Agent evaluation: given that configuration information can be quantified, the behavior of a given configuration can be predicted by building a proxy model.
Optionally, the initializing the target data processing model according to the model evaluation result by using the tuning optimizer includes:
determining an optimal model parameter corresponding to the model evaluation result by using the tuning and optimizing device and adopting an empirical learning algorithm;
and initializing the target data processing model according to the optimal model parameters.
In the present embodiment, the empirical learning algorithm improves the efficiency of automated machine learning by reducing the consumption in configuration generation and evaluation. The empirical learning algorithm includes meta learning and transfer learning.

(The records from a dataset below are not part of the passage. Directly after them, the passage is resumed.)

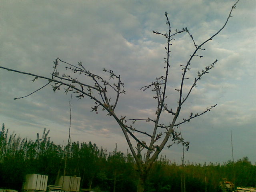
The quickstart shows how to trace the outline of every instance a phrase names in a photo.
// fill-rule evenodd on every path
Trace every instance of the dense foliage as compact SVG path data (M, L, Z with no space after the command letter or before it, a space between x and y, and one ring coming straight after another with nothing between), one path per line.
M0 132L0 188L20 190L26 175L48 176L48 184L54 185L63 174L67 155L66 175L81 177L82 188L104 191L136 191L138 173L132 156L114 151L108 153L91 142L73 142L61 146L50 141L49 131L44 130L35 141L22 139L14 133L9 135L3 124ZM69 150L68 148L69 148ZM206 165L187 162L183 166L162 157L154 164L146 185L147 192L219 192L223 178L236 186L256 186L256 165L247 157Z

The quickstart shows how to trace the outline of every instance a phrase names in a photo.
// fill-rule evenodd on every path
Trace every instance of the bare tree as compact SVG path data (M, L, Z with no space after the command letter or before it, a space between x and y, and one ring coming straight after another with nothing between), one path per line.
M146 119L127 119L125 116L122 116L116 114L115 109L119 99L122 94L125 93L125 90L124 88L124 83L121 81L120 76L116 75L112 70L104 69L103 71L109 75L109 79L106 80L102 76L94 74L86 69L81 62L78 62L77 65L74 65L66 62L60 58L57 58L54 61L54 70L51 74L52 77L50 78L2 66L0 67L2 69L33 76L34 78L33 81L38 78L44 79L49 81L46 85L31 94L24 97L15 98L14 99L28 96L50 84L54 92L60 90L60 87L64 87L66 93L71 91L73 94L76 94L76 97L79 99L87 97L92 99L94 101L95 104L92 107L92 111L95 112L96 114L98 113L99 108L102 108L103 110L106 111L109 116L115 119L122 131L137 165L136 168L139 174L137 192L143 192L144 191L144 184L148 172L153 163L166 145L168 147L170 147L174 144L181 144L184 146L186 147L187 150L188 149L189 142L185 141L182 137L180 132L178 130L176 130L176 128L181 124L186 122L188 122L192 119L205 114L216 106L217 104L214 104L208 107L204 111L196 113L191 112L187 118L183 118L181 122L177 122L177 118L180 114L182 108L188 100L193 89L196 86L197 84L202 79L202 77L208 73L209 71L214 68L214 65L217 62L216 60L211 64L206 66L202 70L198 71L197 76L193 80L193 81L190 82L192 86L188 91L186 92L184 90L184 85L185 81L189 79L187 74L190 70L192 60L197 57L202 58L203 56L202 55L198 54L198 52L199 50L204 50L203 46L206 43L212 40L224 28L228 20L232 17L231 13L233 9L235 8L239 0L238 0L232 6L226 20L222 27L217 32L201 43L197 43L196 42L193 36L186 28L183 28L180 30L176 30L173 32L168 14L166 12L165 15L166 19L168 32L166 33L162 33L153 31L153 33L162 36L166 39L167 44L165 48L166 55L164 58L165 73L160 77L157 77L154 81L141 89L143 91L148 89L152 89L155 93L154 98L156 101L157 106L154 118L149 117ZM166 101L167 97L166 86L169 80L168 75L170 67L170 47L172 45L171 42L174 40L173 38L175 36L182 33L186 33L189 36L194 44L194 49L186 63L180 65L182 72L182 77L179 88L175 89L179 95L177 98L177 104L176 106L174 106L175 108L171 108ZM85 76L85 78L90 79L92 83L89 84L83 83L74 76L64 74L60 74L57 70L58 67L60 64L61 64L62 66L65 66L66 69L72 72L73 74L74 73L84 75ZM114 99L113 96L111 98L110 95L113 92L116 93L116 96ZM160 117L164 113L167 113L170 114L170 120L168 124L160 122ZM146 122L152 124L152 128L151 132L146 132L134 127L134 124L138 121ZM148 141L141 140L139 136L140 134L148 137ZM136 146L133 145L133 142L132 140L136 141ZM171 143L166 145L167 142L170 140ZM146 156L144 159L142 159L141 158L141 154L142 150L144 152Z

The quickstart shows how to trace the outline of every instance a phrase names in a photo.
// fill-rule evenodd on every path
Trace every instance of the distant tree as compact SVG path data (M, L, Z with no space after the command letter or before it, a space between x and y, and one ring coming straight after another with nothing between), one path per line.
M233 9L236 8L239 0L238 0L232 6L226 20L222 27L211 36L200 43L196 42L192 34L186 28L180 30L176 30L173 32L168 14L166 12L165 15L166 19L168 32L162 33L158 31L153 31L153 33L162 36L166 39L167 44L165 48L166 54L164 58L165 74L160 77L156 77L151 83L143 87L141 89L143 91L149 89L152 89L152 91L155 93L154 98L156 101L157 107L154 118L148 117L146 119L128 119L125 115L118 115L116 113L115 109L117 106L119 99L122 94L125 93L125 90L124 88L124 83L121 80L120 76L116 75L113 71L111 70L104 69L103 71L109 75L109 79L106 80L102 77L103 76L94 74L86 69L81 62L78 62L77 65L74 65L64 61L59 58L57 58L54 61L54 70L51 74L52 76L49 78L2 66L0 67L2 69L33 76L34 77L33 81L38 78L44 79L49 81L49 82L43 87L28 96L15 98L14 99L26 97L45 86L52 84L51 86L54 92L60 90L60 87L64 87L66 93L68 92L69 91L72 92L74 94L76 94L76 97L77 98L82 99L84 97L87 97L92 99L94 101L95 105L92 107L92 111L95 112L96 114L98 113L99 108L100 108L103 110L106 111L107 114L113 118L116 121L125 137L130 149L134 158L136 164L136 169L138 172L139 179L137 192L142 192L144 191L144 184L149 172L160 153L164 147L166 145L168 141L170 140L171 142L167 145L168 147L172 146L174 144L181 144L188 149L189 142L185 141L181 136L180 133L178 130L176 130L176 128L180 124L186 122L188 122L192 119L205 114L217 105L214 104L210 106L204 111L196 113L191 112L188 117L186 118L182 118L183 120L181 122L177 122L182 107L184 106L184 104L188 100L192 90L196 86L199 80L201 80L205 74L208 73L217 62L217 60L216 60L212 62L211 64L205 66L205 68L198 71L197 76L192 80L192 82L190 82L192 85L190 86L190 88L186 92L184 88L184 85L186 84L189 86L188 81L186 81L189 79L187 74L192 67L192 62L194 61L193 59L196 57L201 58L203 57L202 55L198 54L198 51L205 50L205 49L203 48L204 46L212 40L224 28L228 20L232 17L231 13ZM187 62L180 65L182 71L180 85L179 88L175 89L178 94L177 100L177 104L176 106L170 107L167 104L166 100L166 88L170 78L168 78L170 76L169 75L171 66L170 48L172 41L174 40L174 36L182 33L186 33L190 37L194 46L194 50L190 55ZM75 77L72 76L72 75L60 74L57 70L58 67L60 64L65 65L67 70L71 72L72 74L74 73L84 75L86 78L90 79L90 81L85 81L84 82L82 82ZM90 82L92 82L92 83L90 84ZM114 99L113 95L111 94L113 92L116 93L116 96ZM168 124L160 120L162 115L164 112L167 112L170 115L170 122ZM151 132L149 131L146 132L136 128L133 124L138 121L152 123L152 129L150 130ZM135 134L134 133L137 134ZM142 140L139 135L140 134L148 137L149 141ZM136 146L133 145L131 139L134 140L136 142ZM142 158L141 154L142 151L145 152L146 154L144 158Z

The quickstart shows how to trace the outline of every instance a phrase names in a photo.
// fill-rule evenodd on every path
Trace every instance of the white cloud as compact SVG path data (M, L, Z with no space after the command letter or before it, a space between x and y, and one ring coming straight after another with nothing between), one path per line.
M226 130L234 128L240 134L238 139L243 141L246 135L239 132L239 127L244 127L251 134L255 133L252 128L255 123L256 105L253 89L256 59L253 18L256 4L252 1L242 3L238 4L226 28L204 46L205 51L198 53L204 57L192 60L192 68L188 74L190 79L185 82L185 92L193 83L190 80L193 81L198 70L215 59L218 60L210 74L198 82L181 114L180 119L186 118L192 112L200 112L208 106L218 104L207 114L182 125L184 136L191 142L191 150L186 154L190 161L228 160L228 157L222 157L225 152L220 150L220 144L226 139L222 131L228 134ZM150 89L145 92L139 89L164 73L166 40L152 33L152 30L166 31L164 12L169 13L173 31L187 26L198 44L222 26L233 3L229 1L3 1L0 12L1 65L50 77L53 61L59 57L74 64L81 60L90 71L104 76L103 68L113 69L121 75L127 91L120 98L117 112L129 118L154 118L157 104L152 98L154 92ZM175 38L166 100L174 110L178 96L174 88L180 85L182 73L180 65L186 63L194 48L187 34ZM2 70L0 73L1 122L22 136L34 137L36 132L46 127L51 130L52 139L59 142L66 140L70 96L63 94L63 90L54 93L49 87L14 101L14 98L32 92L47 81L32 83L29 76ZM114 93L110 94L114 96ZM73 98L73 140L91 140L108 149L113 149L117 142L119 149L125 151L128 147L118 125L104 112L97 115L90 112L93 105L91 100ZM169 118L165 114L162 120L168 123ZM138 122L135 125L145 130L150 125ZM214 131L220 136L208 141L202 139L211 138ZM251 142L251 144L255 144L253 140ZM241 148L247 147L241 143ZM178 161L178 147L163 153L168 154L170 159ZM210 148L210 152L207 148L208 151ZM246 155L255 158L253 152ZM240 152L238 158L244 154Z

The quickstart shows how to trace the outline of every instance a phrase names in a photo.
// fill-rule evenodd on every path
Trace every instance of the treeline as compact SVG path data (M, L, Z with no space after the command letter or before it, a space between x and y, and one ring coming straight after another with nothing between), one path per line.
M56 178L63 174L66 157L66 175L81 177L82 188L136 191L137 173L131 154L118 151L117 146L108 153L90 142L56 145L50 140L49 132L44 129L41 137L37 134L35 141L22 139L14 133L9 134L3 124L0 188L20 191L26 175L32 173L48 175L48 184L54 185ZM223 178L237 186L255 186L256 166L247 157L221 165L188 162L182 166L161 157L148 176L146 191L220 192L220 182Z

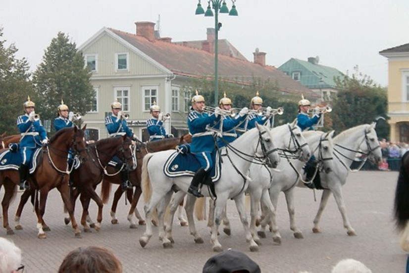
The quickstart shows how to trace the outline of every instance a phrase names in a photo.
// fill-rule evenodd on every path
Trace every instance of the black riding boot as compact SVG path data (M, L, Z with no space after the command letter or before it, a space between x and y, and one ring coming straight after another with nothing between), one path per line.
M121 185L122 186L123 191L132 189L132 184L129 181L129 173L128 170L121 171L121 178L122 180Z
M28 178L28 172L30 167L24 164L22 164L18 168L18 174L20 175L20 189L21 190L28 190L30 188L30 184L27 181Z
M193 194L196 197L203 197L203 195L199 191L199 184L203 181L204 178L206 175L206 171L204 169L201 168L195 174L192 182L190 183L190 186L189 187L188 192Z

Meta learning guides learning by extracting meta information. Meta-learning first characterizes the learning problem and learning tools (e.g., statistical features of the data, hyperparameters of the learning tools), then extracts meta-features from past experiences, and finally the meta-learner can train with meta-knowledge. Meta learning has important significance in automatic machine learning, on one hand, important information can be found through characteristic learning problems and learning tools, for example, data drifting exists in data (a model is not accurate any more along with time), and on the other hand, similar problems are easily found along with characterization, so that knowledge can be multiplexed and transferred among different problems. On the other hand, meta-learners encode past knowledge as a guide to solve future problems. Meta-learning can be applied to the evaluator to reduce the huge consumption caused by training in the evaluation process. By entering configuration information into a previously trained meta-learner for evaluation to predict the performance or fitness of the configuration, the meta-learner may directly select the optimal configuration, ideally if all configurations have been enumerated. Meta-learning can also be applied to the tuning unit to reduce meaningless consumption in the tuning process by optimizing the search space, and in the configuration generation stage, the features of the learning problem are extracted as input to predict the promising configuration by the meta-learning unit obtained from previous experience. Meanwhile, the method can be applied to transfer learning, and the configuration generation hot start is carried out by using the configuration which is most similar to the previous task element feature space as initialization data. In addition, meta-learning can be applied to dynamic configuration adaptation, whether concept drift occurs or not is detected through statistics of data and features, and once the concept drift is found, a promising configuration is predicted again to guarantee model availability.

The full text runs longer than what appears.